Falling for phishing attempts

• We investigated individual differences in cybersecurity behavior in a naturalistic phishing simulation. • We found that lower phishing email detection accuracy only modestly predicted riskier cybersecurity behavior. • Instead, fewer employment years and lower employee satisfaction and loyalty were most predictive of riskier behavior. • These results suggest that newer employees are more vulnerable to phishing attempts. • Furthermore, interventions that increase employee satisfaction might be effective at reducing risky cybersecurity behavior. Social engineering cyber-attacks such as phishing emails pose a serious threat to the safety of many organizations. Given that the effectiveness of these attacks heavily relies on poor human decision making, an improved understanding of the individual characteristics that increase cybersecurity vulnerability could inform more targeted training.
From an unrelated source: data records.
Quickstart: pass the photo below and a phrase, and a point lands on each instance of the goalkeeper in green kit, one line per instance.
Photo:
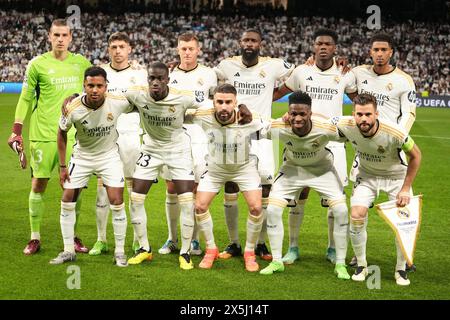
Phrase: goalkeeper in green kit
(49, 79)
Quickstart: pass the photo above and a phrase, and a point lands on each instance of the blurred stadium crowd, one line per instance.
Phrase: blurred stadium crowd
(422, 48)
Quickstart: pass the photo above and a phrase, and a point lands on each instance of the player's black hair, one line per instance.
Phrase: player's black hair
(382, 37)
(254, 31)
(159, 65)
(364, 99)
(119, 36)
(225, 88)
(326, 32)
(94, 72)
(300, 97)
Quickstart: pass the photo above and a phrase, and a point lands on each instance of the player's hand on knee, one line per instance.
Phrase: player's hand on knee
(244, 115)
(172, 65)
(310, 61)
(66, 102)
(403, 198)
(136, 65)
(343, 65)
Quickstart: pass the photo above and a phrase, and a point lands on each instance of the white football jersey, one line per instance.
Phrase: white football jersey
(162, 120)
(254, 84)
(96, 129)
(326, 88)
(381, 154)
(198, 80)
(309, 151)
(118, 82)
(395, 93)
(228, 145)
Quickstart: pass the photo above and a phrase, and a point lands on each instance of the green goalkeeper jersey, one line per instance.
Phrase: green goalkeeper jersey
(48, 81)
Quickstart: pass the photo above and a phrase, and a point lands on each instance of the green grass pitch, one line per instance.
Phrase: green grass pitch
(32, 277)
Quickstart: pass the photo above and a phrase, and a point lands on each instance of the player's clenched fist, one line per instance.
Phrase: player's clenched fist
(15, 141)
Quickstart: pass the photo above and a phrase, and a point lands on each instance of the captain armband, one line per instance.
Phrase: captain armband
(408, 145)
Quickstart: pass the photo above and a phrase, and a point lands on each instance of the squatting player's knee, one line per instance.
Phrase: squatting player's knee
(200, 208)
(266, 190)
(255, 210)
(231, 187)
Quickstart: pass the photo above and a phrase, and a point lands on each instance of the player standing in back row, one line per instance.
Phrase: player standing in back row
(326, 85)
(121, 76)
(49, 79)
(254, 78)
(191, 76)
(394, 90)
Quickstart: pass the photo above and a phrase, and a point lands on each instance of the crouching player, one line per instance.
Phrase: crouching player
(228, 159)
(308, 163)
(382, 147)
(94, 115)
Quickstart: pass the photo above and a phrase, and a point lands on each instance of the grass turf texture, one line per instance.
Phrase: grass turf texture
(32, 277)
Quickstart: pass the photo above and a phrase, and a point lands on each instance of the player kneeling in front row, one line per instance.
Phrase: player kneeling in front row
(308, 163)
(228, 160)
(381, 147)
(94, 116)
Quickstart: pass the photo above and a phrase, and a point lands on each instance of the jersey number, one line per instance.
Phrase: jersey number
(143, 160)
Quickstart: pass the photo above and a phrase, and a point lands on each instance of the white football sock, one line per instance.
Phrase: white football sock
(232, 216)
(205, 224)
(340, 230)
(102, 211)
(295, 219)
(186, 201)
(263, 233)
(119, 218)
(358, 237)
(172, 215)
(275, 228)
(67, 221)
(139, 219)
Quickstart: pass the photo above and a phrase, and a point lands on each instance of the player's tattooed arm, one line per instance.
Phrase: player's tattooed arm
(280, 92)
(244, 114)
(66, 102)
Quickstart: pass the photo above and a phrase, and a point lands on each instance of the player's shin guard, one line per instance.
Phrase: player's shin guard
(129, 183)
(102, 211)
(77, 213)
(295, 219)
(263, 233)
(186, 201)
(254, 225)
(331, 225)
(205, 224)
(119, 218)
(67, 221)
(358, 237)
(275, 228)
(139, 219)
(172, 215)
(231, 216)
(36, 210)
(340, 230)
(401, 261)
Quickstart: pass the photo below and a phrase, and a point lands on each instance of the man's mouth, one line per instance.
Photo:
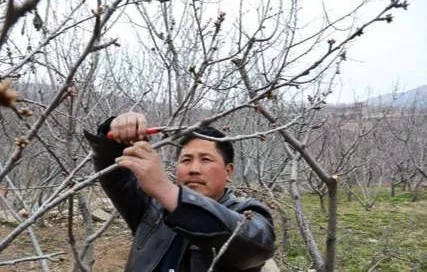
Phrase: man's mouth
(194, 182)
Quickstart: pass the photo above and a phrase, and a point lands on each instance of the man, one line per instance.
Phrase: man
(180, 226)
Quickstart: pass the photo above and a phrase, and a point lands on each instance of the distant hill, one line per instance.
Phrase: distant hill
(417, 96)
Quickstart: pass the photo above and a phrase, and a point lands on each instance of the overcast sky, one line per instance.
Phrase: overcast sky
(388, 54)
(387, 57)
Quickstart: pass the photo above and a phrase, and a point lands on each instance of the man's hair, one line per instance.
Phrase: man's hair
(225, 148)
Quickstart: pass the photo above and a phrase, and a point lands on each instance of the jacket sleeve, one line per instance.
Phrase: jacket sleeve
(120, 185)
(208, 224)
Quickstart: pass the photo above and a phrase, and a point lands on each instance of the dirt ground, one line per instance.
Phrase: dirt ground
(111, 249)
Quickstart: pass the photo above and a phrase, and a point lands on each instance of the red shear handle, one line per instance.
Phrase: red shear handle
(149, 131)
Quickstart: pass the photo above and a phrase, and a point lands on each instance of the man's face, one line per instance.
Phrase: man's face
(202, 168)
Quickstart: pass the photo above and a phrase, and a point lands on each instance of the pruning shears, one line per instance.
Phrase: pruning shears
(153, 130)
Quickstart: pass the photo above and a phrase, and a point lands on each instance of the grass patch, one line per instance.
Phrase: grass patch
(390, 236)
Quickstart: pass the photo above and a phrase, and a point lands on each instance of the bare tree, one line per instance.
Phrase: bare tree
(188, 62)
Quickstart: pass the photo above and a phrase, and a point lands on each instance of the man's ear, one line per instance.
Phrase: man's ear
(229, 168)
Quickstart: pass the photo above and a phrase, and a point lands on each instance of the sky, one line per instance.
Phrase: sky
(387, 57)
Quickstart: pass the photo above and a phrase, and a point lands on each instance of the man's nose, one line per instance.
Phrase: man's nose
(195, 167)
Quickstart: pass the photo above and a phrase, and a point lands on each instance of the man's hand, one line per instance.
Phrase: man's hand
(128, 128)
(147, 166)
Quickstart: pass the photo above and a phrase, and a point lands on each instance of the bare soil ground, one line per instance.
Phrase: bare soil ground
(111, 249)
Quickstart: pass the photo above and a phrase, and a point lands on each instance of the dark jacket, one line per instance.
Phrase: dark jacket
(203, 223)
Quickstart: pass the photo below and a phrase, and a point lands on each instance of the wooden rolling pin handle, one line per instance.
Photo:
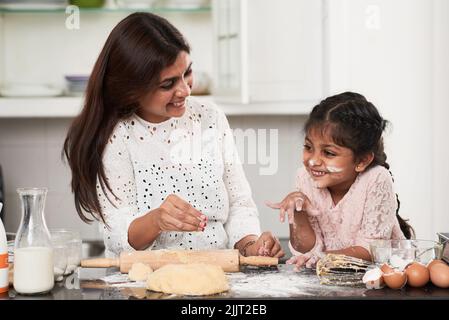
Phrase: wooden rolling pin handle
(258, 261)
(100, 263)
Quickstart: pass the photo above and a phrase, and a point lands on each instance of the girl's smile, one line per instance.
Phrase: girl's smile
(330, 165)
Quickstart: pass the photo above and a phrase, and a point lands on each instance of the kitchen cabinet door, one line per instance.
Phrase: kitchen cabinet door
(268, 50)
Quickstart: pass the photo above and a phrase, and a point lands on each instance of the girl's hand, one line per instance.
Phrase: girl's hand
(294, 202)
(266, 245)
(175, 214)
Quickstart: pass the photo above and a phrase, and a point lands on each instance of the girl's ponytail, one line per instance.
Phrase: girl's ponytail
(380, 158)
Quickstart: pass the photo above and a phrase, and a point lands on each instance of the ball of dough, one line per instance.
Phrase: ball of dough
(188, 279)
(139, 272)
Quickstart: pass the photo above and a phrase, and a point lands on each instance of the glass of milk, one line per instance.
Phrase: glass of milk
(33, 250)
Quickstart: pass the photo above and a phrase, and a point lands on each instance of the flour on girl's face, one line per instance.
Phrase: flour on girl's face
(330, 169)
(333, 169)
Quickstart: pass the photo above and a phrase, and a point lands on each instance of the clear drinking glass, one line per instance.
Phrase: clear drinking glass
(33, 251)
(73, 244)
(60, 250)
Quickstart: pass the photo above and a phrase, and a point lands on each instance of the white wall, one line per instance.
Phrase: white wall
(440, 154)
(38, 48)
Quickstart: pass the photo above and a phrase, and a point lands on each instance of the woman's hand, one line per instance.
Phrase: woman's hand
(293, 202)
(175, 214)
(266, 245)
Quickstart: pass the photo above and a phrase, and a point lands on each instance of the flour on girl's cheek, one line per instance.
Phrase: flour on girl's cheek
(333, 169)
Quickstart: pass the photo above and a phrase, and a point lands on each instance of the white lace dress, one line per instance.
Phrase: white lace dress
(194, 157)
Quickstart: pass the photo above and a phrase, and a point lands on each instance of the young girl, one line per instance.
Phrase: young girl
(129, 152)
(344, 194)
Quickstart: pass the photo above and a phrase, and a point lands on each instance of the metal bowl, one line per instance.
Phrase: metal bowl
(398, 253)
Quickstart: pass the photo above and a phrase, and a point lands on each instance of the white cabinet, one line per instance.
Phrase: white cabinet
(268, 50)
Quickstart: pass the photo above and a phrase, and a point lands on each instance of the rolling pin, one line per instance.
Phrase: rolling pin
(230, 259)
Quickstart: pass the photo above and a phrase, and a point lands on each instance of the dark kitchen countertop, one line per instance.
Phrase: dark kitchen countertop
(251, 283)
(280, 282)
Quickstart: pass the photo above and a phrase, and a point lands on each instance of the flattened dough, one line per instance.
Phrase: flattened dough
(139, 272)
(188, 279)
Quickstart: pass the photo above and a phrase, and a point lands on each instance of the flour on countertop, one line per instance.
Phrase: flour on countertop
(287, 283)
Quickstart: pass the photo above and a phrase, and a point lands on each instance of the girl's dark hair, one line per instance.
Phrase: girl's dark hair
(355, 123)
(128, 67)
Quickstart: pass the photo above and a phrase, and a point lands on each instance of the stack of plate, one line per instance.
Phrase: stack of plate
(76, 84)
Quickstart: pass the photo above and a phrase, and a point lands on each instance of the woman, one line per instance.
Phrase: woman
(156, 167)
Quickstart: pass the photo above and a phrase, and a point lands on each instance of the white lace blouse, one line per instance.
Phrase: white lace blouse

The current study aimed to identify whether several factors, including phishing email detection ability, confidence in one's phishing identification decisions, general attitudes towards one's level of responsibility and efficacy, and employee satisfaction and loyalty to the organization, may predict behavior in a naturalistic phishing simulation in an employment setting. We followed up employees of a large organization who had been recently targeted by a phishing simulation and asked them to complete a survey that included a phishing detection task. The employees’ behavior in the phishing simulation was ranked according to its safety: reporting the suspicious email, neither reporting nor clicking on the embedded link, and clicking on the link. We found that fewer years of employment at the organization and lower employee satisfaction and loyalty predicted increasingly unsafe behavior in the simulation. This suggests that newer and unsatisfied employees are most vulnerable to phishing attempts and might benefit most from targeted cybersecurity training.